For the longest time I had wanted to play D&D.
I dabbled into the hobby a bit when I was at university briefly once upon a time (maybe more on that at some point) and found that, given the right group of players, it could be a lot of fun.
But, university life left me, as did friendship groups who were interested in that sort of thing. That is until a year or so ago. A good friend of mine posted about wanting to try D&D out but not knowing how to start. I chimed in saying I'd be willing to try running a game and just like that I became a Dungeon Master (DM). The game was run online, is still going strong and brightens my night twice monthly (thank you Ally, you rock).
I got the bug for running games pretty quickly. While I still enjoy playing the game as a simple player there's something different about being the person creating the world.
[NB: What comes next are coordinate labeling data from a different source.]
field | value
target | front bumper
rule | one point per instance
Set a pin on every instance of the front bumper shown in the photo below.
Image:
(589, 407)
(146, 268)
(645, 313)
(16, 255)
It's so satisfying seeing my friends get enjoyment out of an adventure or story I've been preparing for them for weeks and sometimes months.
After a while I started a second game, this time sat around a table with friends at Leeds Hackspace. This is when I started to get the urge to do a little more with visualising our combat encounters. Our basic setup was the same as many D&D groups, a basic battlemap that you can draw on using whiteboard markers and a series of tokens.
There is nothing wrong with this setup of course, it works perfectly well and we've been playing with it for the best part of the last year. But, being the nerd that I am and having a growing interest in 3d printing I decided to upgrade our offering using 3d printing.
There is a community of people on the internet from around the world making 3d printable terrain for gaming. Some for free and some at cost. Over a few posts here I'm planning on documenting the build of some of my future terrain sets. I will detail the files I use, where you can get them, what tools I use and my process. Hopefully it will help a few people to see just how easy it can be to make useful terrain.